You would have thought it was God himself asking for permission. My dad cleaned the bathroom first, and then my mom went into the kitchen and made dinner. During that time, my dad left to get popcorn and soda from the store. By the night's end, we were all laughing and talking as freely as one could speak with two teens in the tenth grade. Lita helped my mom put the food away and wash dishes while my dad and I emptied the trash. After my parents had gone to the bathroom and washed up, they bid us a good night and retired to bed, but not before cautioning us that we shouldn't stay up too late. Who were these two people? What happened to the two people who always imposed an impossible curfew? Now, they're letting me and Lita hang out in the living room by ourselves while watching late-night television and eating popcorn on the rattan couch? "Why did you tell my folks that you're my girlfriend?"

"I'm not?" She feigned surprise. 

"You know what I mean," I told her.

"Kiss me before we start eating the popcorn," before I could respond, she had me in a lip lock. 

"What happened to the alcohol smell?" I pulled back. "How did you hide it?"

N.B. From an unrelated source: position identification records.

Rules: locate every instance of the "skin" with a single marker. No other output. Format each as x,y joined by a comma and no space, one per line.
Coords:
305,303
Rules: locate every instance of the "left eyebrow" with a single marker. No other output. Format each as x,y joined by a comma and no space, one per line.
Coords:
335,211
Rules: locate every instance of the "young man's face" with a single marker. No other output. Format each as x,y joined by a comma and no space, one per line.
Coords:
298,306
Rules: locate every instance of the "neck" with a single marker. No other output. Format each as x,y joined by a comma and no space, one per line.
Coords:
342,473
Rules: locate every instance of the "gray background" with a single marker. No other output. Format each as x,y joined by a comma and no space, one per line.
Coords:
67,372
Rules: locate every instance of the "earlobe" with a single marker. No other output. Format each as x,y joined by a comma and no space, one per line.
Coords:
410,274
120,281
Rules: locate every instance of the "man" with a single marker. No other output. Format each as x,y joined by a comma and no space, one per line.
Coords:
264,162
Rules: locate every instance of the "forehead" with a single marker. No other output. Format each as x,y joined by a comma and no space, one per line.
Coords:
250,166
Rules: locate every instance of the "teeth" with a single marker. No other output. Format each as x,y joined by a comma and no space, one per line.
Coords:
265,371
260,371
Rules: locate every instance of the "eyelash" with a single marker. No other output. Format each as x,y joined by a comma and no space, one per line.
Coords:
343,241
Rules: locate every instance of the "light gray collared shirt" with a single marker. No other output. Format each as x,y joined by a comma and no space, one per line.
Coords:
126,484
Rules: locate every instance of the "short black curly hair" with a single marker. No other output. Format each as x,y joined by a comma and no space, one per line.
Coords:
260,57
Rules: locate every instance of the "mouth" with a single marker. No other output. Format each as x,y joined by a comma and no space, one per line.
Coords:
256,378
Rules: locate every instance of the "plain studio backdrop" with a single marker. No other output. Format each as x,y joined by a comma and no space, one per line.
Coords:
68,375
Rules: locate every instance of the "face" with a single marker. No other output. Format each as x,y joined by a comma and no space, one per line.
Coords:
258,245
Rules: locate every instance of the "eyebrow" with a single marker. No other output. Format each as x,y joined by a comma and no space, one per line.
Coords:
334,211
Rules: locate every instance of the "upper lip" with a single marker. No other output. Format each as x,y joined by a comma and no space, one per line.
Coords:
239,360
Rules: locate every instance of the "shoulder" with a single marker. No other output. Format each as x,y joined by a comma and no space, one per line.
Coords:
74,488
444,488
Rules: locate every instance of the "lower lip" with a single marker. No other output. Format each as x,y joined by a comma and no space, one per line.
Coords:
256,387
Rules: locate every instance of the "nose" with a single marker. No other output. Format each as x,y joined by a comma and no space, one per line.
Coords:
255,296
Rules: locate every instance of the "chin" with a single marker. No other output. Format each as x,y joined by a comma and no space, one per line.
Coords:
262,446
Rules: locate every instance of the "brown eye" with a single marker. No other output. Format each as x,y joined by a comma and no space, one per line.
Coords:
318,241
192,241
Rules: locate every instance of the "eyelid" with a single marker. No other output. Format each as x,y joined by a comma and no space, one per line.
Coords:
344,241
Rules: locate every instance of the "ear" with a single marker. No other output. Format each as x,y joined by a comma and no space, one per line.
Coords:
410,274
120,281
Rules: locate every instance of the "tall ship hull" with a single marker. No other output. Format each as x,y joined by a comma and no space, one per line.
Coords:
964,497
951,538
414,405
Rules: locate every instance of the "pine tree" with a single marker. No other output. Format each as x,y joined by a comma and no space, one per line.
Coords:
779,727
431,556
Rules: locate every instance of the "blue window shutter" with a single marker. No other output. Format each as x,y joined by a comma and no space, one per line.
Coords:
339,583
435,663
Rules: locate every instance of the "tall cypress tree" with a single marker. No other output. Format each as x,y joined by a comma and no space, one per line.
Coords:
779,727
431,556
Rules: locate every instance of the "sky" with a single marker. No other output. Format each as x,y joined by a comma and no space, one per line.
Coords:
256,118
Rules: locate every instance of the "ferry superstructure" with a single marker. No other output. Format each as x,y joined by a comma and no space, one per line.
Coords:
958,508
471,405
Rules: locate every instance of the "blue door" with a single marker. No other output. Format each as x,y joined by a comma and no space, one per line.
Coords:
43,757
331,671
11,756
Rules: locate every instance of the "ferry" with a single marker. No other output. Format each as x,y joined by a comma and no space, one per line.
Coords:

"Lots of bubble gum," she whispered and kissed me again. "I have to get going, though, that's my father's car out there, and he needs it in the morning when he goes to work." She took me by the hand, and we walked out to her car and kissed a lot more before she finally said goodbye and left. That was the last time I saw Lita Pacheco. The next day, she disappeared. No trace of her was ever found. Luckily, when the authorities came to talk to me, they verified my story that Lita was a guest at our house and that my parents thought highly of her. When I saw her off to her car, it was parked right under my parent's bedroom window, which made them ear witnesses as well. That answered the question if there was ever an argument or disagreement between us. I can run you through the gamut of emotions, fears, and worries from then until now. It's been forty years, and I can still smell the aroma of Seagrams on Lita's breath.

I can see the light freckles on her cheeks and the green of her eyes. I can see that half-insecure smile that wants to reveal happiness but is hampered by self-doubt. The aroma of Wela-Balsam on her thick red hair is intoxicating like it was just yesterday. Forty years later, they found Lita in the trunk of her father's old ford Galaxie, parked in the garage of their old abandoned house in the back of Kipapa Gulch. Developers cleared space and came across the structure, where Lita's remains were eventually discovered. There was a gunshot wound in the back of her skull, and her hands and feet were bound and tied. There's her face in the evening news, the senior picture from our school yearbook. There's no closure because no one knows what happened, not even Lita's father. Who knows what the circumstances of her personal life were when she asked to be my girlfriend while under a drunken haze on that winter formal night? There was a kind of desperation as if that was going to be the last time that she would matter to anyone. I guess we will never know.